今私たちがいるのは神宮寺さんのバースデーパーティーが行われる早乙女学園の…プール。
えっと…神宮寺さんなら豪華ホテルとかレストランが似合うと思うんだけど…どうしてプールなんだろう??


「あー!アイアイに後輩ちゃーん!遅いぞっ!コッチコッチ!」


声のする方に視線を向けると、寿先輩が私たちの姿を見つけて手招いていた。


「遅れてなんていないよ。パーティー開始30分前だし。いつもぎりぎりのレイジがもういるなんて…明日は大雪が降るかもね」
「へへん!ぼくちんだってやるときゃーやるのよ!ってなわけでホイ!」


そういって寿先輩がさし出してきたのは…


「イチゴの頭巾とヘアピン…?」
「そう!ミューちゃんとレンレンのユニットソングにストロベリーってフレーズあるでしょ?だからそれにちなんで、皆イチゴの何かしらを身に着けるようシャイニーさんに言われているんだよっ!れいちゃんだってほら!」


寿先輩はクルリと私たちに背中を見せた。寿先輩が着ているのは背中に大きくイチゴの刺繍がされているピンク色の可愛らしいスカジャンだった。


「ダサいからイヤ。そのスカジャンもセンスを疑うよ」


藍くんは差し出された頭巾とピンからぷいっと横にそむけてしまった。でも、藍くんがこれつけたらとても似合うと思うんだけどな…


「ふふふ!ダメだよアイアイ!シャイニーさんの【社長命令】なんだからさ!」
「ねぇ。その命令に何の意味があるの……でも命令なら仕方ない、このヘアピ…」
「残念でしたー!アイアイはこっちでーす!」
「な、ちょ…っ」


寿先輩は藍くんなんておかまいなしにズボッとイチゴの頭巾をかぶせ顎の下でマジックテープを止めた。
どうしよう…!!!ムスッとしているけれど物凄く可愛い…!でもそんなこと言ったら絶対怒られてしまいます…!


「うーわー!アイアイ超かわいい!!!写メ写メ!」
「やめてよね!ハルカも笑ってないでレイジを止めて!」
「えと…っ」
「後輩ちゃんにはこのヘアピンをれいちゃんがつけてあげ…ぶゃぁっ」


ドガン!と下から物凄い地響きと音がしたのでそちらに目を向けると、藍くんが思い切り寿先輩の足を踏んでいた。先輩…足、平気かな…すごい音したけど。

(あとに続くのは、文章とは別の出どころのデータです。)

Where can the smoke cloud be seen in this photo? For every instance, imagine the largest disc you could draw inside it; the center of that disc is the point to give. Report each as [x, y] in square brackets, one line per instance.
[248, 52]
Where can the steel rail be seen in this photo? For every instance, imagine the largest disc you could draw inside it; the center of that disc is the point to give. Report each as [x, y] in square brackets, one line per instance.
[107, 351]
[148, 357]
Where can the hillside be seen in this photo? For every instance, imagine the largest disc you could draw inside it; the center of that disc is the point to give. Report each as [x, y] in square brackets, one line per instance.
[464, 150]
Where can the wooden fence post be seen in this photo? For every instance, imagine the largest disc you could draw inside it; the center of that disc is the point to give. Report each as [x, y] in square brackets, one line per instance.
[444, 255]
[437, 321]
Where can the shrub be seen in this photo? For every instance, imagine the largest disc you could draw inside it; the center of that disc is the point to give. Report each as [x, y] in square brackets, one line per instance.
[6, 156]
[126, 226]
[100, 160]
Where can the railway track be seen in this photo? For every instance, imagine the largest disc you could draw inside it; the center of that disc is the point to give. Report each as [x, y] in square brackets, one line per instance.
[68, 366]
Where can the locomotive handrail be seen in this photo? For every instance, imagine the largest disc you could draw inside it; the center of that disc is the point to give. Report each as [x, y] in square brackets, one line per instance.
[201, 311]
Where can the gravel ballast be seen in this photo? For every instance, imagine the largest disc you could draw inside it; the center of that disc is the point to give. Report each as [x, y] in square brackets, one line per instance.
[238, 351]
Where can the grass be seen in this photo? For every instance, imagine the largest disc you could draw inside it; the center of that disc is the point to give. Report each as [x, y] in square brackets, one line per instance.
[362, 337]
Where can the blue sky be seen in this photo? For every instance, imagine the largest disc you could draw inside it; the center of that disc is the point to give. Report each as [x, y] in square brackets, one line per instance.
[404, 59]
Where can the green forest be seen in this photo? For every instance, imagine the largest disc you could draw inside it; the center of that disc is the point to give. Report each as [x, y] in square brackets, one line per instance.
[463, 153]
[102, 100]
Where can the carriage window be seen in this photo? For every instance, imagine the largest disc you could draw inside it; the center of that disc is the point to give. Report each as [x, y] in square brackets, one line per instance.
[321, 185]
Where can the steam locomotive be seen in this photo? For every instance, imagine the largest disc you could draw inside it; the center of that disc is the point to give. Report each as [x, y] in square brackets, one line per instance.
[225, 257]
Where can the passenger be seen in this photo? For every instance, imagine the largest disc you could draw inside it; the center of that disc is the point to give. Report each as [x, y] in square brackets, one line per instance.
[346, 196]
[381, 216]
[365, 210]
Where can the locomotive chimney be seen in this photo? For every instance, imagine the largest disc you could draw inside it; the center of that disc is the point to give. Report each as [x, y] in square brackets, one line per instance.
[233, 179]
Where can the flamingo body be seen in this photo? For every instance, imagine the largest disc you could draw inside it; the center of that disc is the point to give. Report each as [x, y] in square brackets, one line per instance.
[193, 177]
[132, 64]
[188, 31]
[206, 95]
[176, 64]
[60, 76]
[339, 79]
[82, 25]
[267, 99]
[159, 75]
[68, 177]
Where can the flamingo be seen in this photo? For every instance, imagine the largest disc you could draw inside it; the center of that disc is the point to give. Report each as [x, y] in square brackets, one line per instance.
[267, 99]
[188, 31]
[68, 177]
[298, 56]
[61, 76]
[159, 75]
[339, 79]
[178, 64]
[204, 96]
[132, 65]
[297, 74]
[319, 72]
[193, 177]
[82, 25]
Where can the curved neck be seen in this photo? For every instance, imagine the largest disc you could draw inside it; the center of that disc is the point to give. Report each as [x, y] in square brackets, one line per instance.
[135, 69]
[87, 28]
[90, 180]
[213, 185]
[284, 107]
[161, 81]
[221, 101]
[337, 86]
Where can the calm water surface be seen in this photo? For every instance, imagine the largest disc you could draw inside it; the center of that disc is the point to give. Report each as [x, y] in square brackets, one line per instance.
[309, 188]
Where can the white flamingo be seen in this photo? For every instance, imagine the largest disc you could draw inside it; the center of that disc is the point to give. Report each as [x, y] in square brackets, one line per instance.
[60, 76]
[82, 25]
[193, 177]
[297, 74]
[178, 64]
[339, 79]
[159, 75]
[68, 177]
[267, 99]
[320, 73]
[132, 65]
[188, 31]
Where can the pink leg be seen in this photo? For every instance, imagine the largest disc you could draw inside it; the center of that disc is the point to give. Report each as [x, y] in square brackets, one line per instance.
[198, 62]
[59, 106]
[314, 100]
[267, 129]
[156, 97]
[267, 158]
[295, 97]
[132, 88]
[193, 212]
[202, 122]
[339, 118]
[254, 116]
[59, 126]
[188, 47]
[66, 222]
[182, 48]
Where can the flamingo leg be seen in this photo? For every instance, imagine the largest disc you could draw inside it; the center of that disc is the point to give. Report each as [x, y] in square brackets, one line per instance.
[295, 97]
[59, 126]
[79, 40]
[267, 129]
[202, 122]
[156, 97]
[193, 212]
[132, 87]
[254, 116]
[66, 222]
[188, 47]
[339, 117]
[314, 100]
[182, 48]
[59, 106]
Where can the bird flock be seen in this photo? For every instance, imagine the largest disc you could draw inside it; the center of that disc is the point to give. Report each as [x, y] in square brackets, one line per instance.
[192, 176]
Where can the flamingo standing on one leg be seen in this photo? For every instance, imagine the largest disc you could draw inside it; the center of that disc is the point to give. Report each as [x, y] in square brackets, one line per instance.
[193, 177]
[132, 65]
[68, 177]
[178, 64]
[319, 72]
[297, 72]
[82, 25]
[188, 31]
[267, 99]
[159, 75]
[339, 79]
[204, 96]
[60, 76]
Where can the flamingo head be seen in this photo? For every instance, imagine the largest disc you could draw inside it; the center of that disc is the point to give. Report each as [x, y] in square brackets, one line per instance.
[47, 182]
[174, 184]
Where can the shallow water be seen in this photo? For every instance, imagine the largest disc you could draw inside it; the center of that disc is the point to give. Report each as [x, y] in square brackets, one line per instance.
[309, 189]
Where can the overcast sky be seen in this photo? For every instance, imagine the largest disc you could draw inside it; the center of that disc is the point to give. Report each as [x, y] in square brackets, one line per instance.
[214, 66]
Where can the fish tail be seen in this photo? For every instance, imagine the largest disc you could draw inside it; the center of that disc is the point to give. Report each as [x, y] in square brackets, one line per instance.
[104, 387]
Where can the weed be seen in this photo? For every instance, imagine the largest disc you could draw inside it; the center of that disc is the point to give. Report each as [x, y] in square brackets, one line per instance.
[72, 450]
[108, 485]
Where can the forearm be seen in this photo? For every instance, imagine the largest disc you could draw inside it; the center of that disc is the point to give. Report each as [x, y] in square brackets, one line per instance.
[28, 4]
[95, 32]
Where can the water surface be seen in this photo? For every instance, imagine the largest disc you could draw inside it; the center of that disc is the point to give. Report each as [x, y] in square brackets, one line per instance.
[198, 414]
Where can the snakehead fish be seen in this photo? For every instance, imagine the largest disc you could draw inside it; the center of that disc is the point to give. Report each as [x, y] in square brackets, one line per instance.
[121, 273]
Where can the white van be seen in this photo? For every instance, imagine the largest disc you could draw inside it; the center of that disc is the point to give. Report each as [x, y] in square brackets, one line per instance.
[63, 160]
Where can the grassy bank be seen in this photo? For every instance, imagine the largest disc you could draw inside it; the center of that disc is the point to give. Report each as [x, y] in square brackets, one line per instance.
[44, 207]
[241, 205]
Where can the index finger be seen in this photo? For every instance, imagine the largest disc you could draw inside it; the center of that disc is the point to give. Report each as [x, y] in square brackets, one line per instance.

「ぎゃああああああああああああああ!足の指折れた!今の音絶対おーれーた!!!!」
「そんだけピョンピョン跳ねているなら折れていないよ、安心して。ヘアピンはボクがハルカにつけてあげるね」


藍くんは寿先輩の手からヘアピンを半ば強引に奪い取ると、私の髪につけてくれた。
寿先輩の事、放っておいて大丈夫かなぁ…さすがにちょっと心配。


「七海くん来ましたね。あぁ、あなたという人はイチゴのヘアピンが霞んでしまうほど可愛らしい…」


私の背後からゾクリとするような声がしたのでそちらを振り返ると、大きなイチゴの果実の着ぐるみを着た一ノ瀬さんと。
全身ピンクのロリータファッションを身に纏い、髪は金髪のゆるふわ巻きなロングウィッグ、手にはイチゴがたくさん入った籠を持っている、ムスっとした翔くん。…小傍唯ちゃんと言った方がいいのかな?

いつもはロックなファッションで決めているけれど今日はスタッズの部分が全て本物のイチゴになっている黒崎先輩に、一十木くんは前髪をイチゴの髪留めで結んでいて、なんか可愛い。
四ノ宮さんは眼鏡のフレームがイチゴの形で、本人はとても気に入っているとのこと。

聖川様は紺色の生地にイチゴ柄のジャケットで、なんでも聖川財閥の高級ファッション部門の新作らしい。…聖川財閥のデザイナーは頭大丈夫なのでしょうか…。

カミュ先輩に至ってはイチゴに練乳をたっぷり掛けて召し上がっている…もはやアイテムはいらないのかも。
足元には空になったと思われる練乳のボトルが山になっています…!

と、主役の神宮寺さん以外は皆、寿先輩の言うとおりイチゴの何かを身に着けていた。
藍くんはというと一際目立つ一ノ瀬さんの着ぐるみ姿を上から下まで観察するように見て、口を開いた。


「ねぇトキヤ。最近キャラ替えたの?節分の時は鬼に扮していたし、今日もそのイチゴの着ぐるみ。路線変更したとしか思えないんだけど」
「それは違います、美風さん。七海くんは私の緻密なリサーチによると可愛いものが好きだということが判明しました。
いつも恥ずかしがって私に抱き着いてこない七海くんですが、このように可愛い姿ならば抱き着きやすくなるでしょう?
さぁ、私の可愛い人…遠慮せず飛び込んできてくださって構いませんよ」


一ノ瀬さんが目を瞑り私に向かって腕を広げた。
えぇと…ど、どうしたら…


「ハルカ、トキヤなんか放っておいて行こう」
「え、あ、はい…」


藍くんは耳元でそう言うと、私の手を取り一ノ瀬さんのもとから離れた。
するとその背後から、


「トーーーーーーーーーーーーーキヤくーーーーーーーーーーーん!その着ぐるみさんに抱き着いてもいいですかー!」
「うわっ、やめ、やめなさい!四ノ宮さんバランスが崩れ…ちょ、わ、あぁああ」


バシャーンッ


「だ…っ、誰…か!助け…っ」
「あー!トキヤだけずるい!プールに飛び込むなんて!いいなぁ〜楽しそう!」
「いいから…っはやく…、私を…っ」
「音也…今のはどう見ても那月が飛びついてバランス崩してたぞ」
「着ぐるみが…っ、水を…っ吸って…」
「それにしても、一ノ瀬はここ最近なんだか楽しそうだな」
「ひじり…か…わ…さ…ほんと…おぼれ…っ」
「…その着ぐるみはロックじゃねぇけど、飛び込むのはロックだな」
「何…とちおとめが切れただと?おい、貴様…四ノ宮といったな。あまおうを今すぐ調達してこい」
「はぁい。僕もいちごちゃん好きなんで、少し分けていただいてもいいですか?」
「…フン。好きにしろ」


なんていうやりとりが聞こえてきた。
一ノ瀬さんの着ていた着ぐるみ、かなり大きかったけれど…無事にプールから上がれたのかな?
そんなことを考えながらも腕を引かれたまま歩いていると、本日の主役である神宮寺さんが反対側からこちらに手を振りながら歩いてきた。